Every Shavuot, we read Megillat Rut, which chronicles the tale of Rut, her family, and her ultimate destiny as the ancestor of Dovid HaMelech. The story’s prominence begs the question: though knowing the roots of one of Jewish history’s most important figures is certainly significant, what is so imperative about it’s message that its reading is required annually—and specifically on Shavuot?
First, one needs to understand the essence of Shavuot: our celebration of Matan Torah, receiving G-d’s Torah, thus the completing of our redemption. In which case, Rut, at first glance, does not seem to fit thematically at all with its selected holiday. Rabi Zeira asserts that Rut exists merely to teach us about kindness; while such a trait may be important, why particularly by Shavuot?

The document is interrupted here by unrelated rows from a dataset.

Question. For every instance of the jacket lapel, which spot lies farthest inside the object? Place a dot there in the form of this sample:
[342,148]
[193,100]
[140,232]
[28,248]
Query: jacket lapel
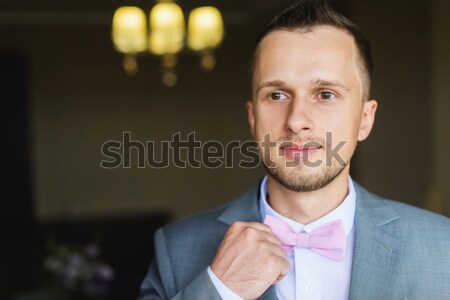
[376,253]
[246,209]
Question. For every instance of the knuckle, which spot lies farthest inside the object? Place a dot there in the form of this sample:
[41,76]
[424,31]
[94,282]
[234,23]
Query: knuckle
[249,233]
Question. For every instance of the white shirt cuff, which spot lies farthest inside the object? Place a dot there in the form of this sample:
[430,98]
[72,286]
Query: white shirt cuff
[221,288]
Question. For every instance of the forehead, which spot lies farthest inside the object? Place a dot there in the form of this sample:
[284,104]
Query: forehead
[322,51]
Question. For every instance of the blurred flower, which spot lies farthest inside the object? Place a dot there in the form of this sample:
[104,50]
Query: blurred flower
[79,269]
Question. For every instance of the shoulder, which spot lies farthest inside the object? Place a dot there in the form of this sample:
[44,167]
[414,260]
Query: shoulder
[418,216]
[403,219]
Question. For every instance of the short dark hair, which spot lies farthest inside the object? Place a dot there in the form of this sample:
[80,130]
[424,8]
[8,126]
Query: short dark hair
[305,15]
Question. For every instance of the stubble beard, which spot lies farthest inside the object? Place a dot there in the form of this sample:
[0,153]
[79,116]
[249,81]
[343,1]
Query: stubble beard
[299,178]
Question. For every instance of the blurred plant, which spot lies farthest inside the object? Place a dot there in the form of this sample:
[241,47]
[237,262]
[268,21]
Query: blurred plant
[79,270]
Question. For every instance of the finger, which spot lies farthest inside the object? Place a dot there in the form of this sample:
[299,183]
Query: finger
[284,269]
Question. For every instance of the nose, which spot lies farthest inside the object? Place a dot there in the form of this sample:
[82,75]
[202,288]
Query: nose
[299,119]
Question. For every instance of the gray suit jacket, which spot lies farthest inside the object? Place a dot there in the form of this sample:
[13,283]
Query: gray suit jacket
[400,252]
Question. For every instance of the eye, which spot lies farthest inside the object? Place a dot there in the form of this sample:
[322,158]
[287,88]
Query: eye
[326,96]
[277,96]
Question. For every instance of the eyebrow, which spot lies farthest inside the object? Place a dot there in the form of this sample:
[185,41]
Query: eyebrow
[274,83]
[320,82]
[313,82]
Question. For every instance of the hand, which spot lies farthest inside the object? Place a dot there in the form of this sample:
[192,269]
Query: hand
[250,259]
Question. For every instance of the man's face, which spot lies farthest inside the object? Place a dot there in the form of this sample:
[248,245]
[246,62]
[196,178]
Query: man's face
[306,85]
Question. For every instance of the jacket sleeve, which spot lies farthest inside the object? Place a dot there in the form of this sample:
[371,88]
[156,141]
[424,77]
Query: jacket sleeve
[159,282]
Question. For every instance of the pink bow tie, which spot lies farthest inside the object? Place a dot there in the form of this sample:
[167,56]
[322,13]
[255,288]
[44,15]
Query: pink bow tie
[328,240]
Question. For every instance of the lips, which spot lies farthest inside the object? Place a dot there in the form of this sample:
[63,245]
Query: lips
[296,151]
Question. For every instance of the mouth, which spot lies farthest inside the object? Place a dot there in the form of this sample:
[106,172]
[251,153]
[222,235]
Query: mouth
[298,151]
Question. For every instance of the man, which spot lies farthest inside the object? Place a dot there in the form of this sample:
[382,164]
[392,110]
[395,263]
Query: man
[307,231]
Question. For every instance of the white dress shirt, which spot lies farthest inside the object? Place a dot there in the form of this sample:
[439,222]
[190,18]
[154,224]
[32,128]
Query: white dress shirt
[311,276]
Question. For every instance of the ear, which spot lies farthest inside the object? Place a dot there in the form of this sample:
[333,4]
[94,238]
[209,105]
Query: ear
[251,116]
[367,119]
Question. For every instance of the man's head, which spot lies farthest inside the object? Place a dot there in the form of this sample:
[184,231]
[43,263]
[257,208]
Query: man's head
[311,76]
[306,15]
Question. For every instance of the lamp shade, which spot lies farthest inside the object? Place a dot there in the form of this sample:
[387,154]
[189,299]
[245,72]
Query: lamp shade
[129,30]
[167,29]
[205,28]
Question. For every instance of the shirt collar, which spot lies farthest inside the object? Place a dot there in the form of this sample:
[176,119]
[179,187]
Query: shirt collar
[345,211]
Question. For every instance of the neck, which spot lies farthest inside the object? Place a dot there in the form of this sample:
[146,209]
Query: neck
[306,207]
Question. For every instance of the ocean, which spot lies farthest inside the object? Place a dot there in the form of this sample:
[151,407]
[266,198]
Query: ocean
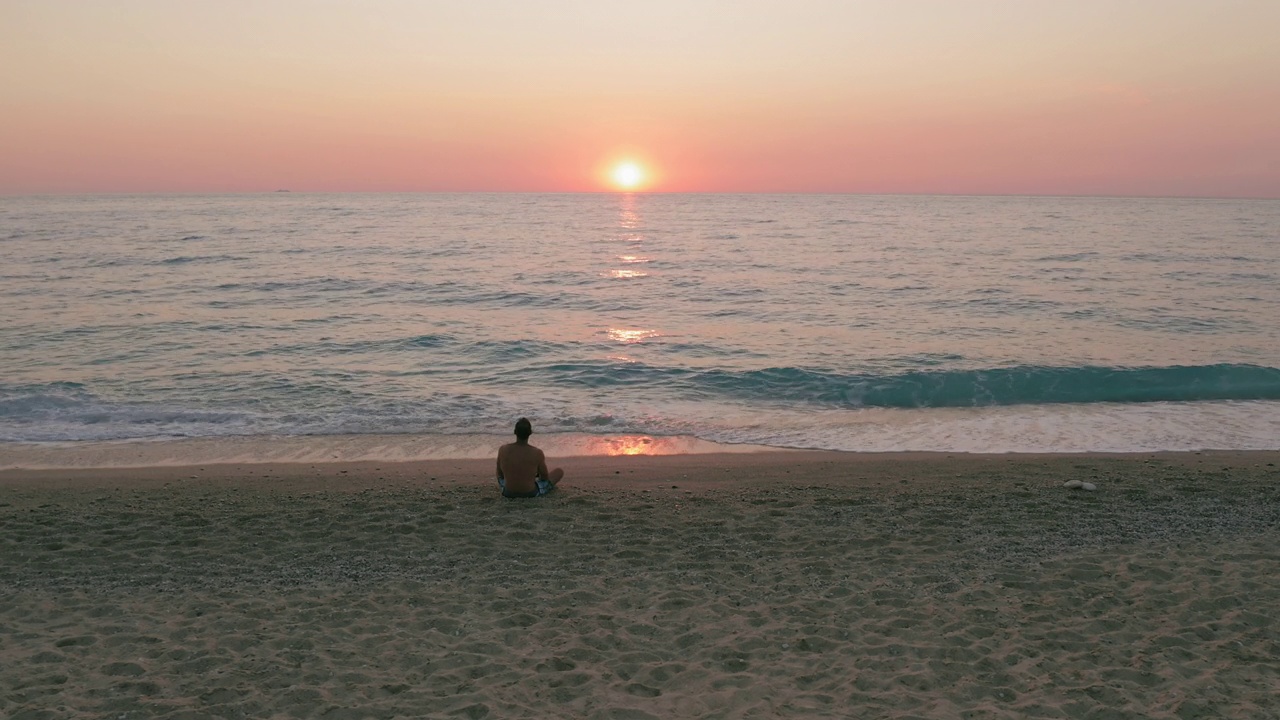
[639,323]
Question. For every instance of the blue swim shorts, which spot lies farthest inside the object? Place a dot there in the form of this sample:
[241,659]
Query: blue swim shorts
[543,488]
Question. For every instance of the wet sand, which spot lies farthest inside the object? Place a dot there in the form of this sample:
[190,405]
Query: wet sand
[794,584]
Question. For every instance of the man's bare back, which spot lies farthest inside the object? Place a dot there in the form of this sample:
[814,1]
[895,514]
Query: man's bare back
[521,466]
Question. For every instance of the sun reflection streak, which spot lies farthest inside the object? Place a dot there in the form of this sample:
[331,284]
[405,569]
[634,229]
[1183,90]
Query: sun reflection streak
[627,274]
[630,337]
[630,445]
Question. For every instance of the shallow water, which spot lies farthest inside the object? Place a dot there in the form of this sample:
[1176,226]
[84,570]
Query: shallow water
[833,322]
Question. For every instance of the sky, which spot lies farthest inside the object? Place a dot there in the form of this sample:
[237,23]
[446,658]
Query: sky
[1148,98]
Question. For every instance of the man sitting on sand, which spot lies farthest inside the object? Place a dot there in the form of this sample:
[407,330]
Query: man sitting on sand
[522,468]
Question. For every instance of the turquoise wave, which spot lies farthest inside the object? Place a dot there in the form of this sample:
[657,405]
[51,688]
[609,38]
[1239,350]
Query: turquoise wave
[1027,384]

And if indeed that is the targeted theme, why choose Rut? After all, Avraham Avinu is known as the paradigm for kindness with his unparalleled Hachnasat Orchim.
Several answers have been offered to explain our problem. One connection noted is that David HaMelech’s origins are especially relevant for Shavuot considering it will be one of his descendents who will become the Mashiach. And, because kindness demonstrates an internalization of the Torah, this overarching theme of Rut beautifully embodies this idea.
But I would like to suggest that far more lies within this story in relevance to this chag.
Rut, according to many, was a Moabite princess, and therefore, as per the political workings of the day, her choice of marriage carried tremendous potential, often creating a form of treaty or alliance between two nations. And yet, she chooses to marry Machlon, whose father, Elimelech, carried a tarnished name with little political power due to his abandonment of Israel while it underwent a terrible famine. What did Rut stand to gain from such a marriage?
To understand this, we must first develop a better understanding of Rut’s position when we first encounter her in the Tanach. As a descendant of the illegitimate relationship between Lot and his daughter, it can be assumed that, despite her royalty, she still felt ashamed of her blemished heritage. So when Elimelech and his family came to Moav, she believed that by marrying into this Jewish family she could overcome her disgraceful roots. In a sense then, this moment for her could be viewed as one of a personal Geulah, a redemption—a theme which projects great meaning in the holiday of Shavuot as well.
Furthermore, Rut’s very personality offers a unique and relevant message. It is her commitment to Naomi and G-d, best projected in her passionate speech, “where you live, I will live, your G-d will be my G-d, etc.” which is so incredibly remarkable. She left the security of her plentiful homeland to venture off to the currently barren country of Israel with a woman who was viewed an exile among her people due to her traitorous husband—and indeed Rut suffers tremendously when stooped in poverty there—all in order to assert her belief and attachment to the Jewish way of life and simultaneous rejection of her Moabite customs of the past.
It is because of this commitment that Rut’s journey specifically belongs in our yearly experience of Shavuot. Rut was originally a gentile, someone unconnected to Hashem, but, after witnessing what she believed to be true and good, she was willing to forsake the comfort of a home, food, and the rest of life’s comforts so that she could maintain her convictions. This is a lesson every Jew should learn. Although we have been raised committed Jews, We have knowingly turned from Hashem time and time again to pursue idol worship and other sins. Rut however, not only recognized Hashem as a gentile entirely unfamiliar previously with Him, but she was willing to risk everything to follow Him. And that is what we must do as we now commemorate and relive Matan Torah: keep our promise to unwaveringly follow Hashem and His Torah without concern of personal well-being, just as Rut taught us.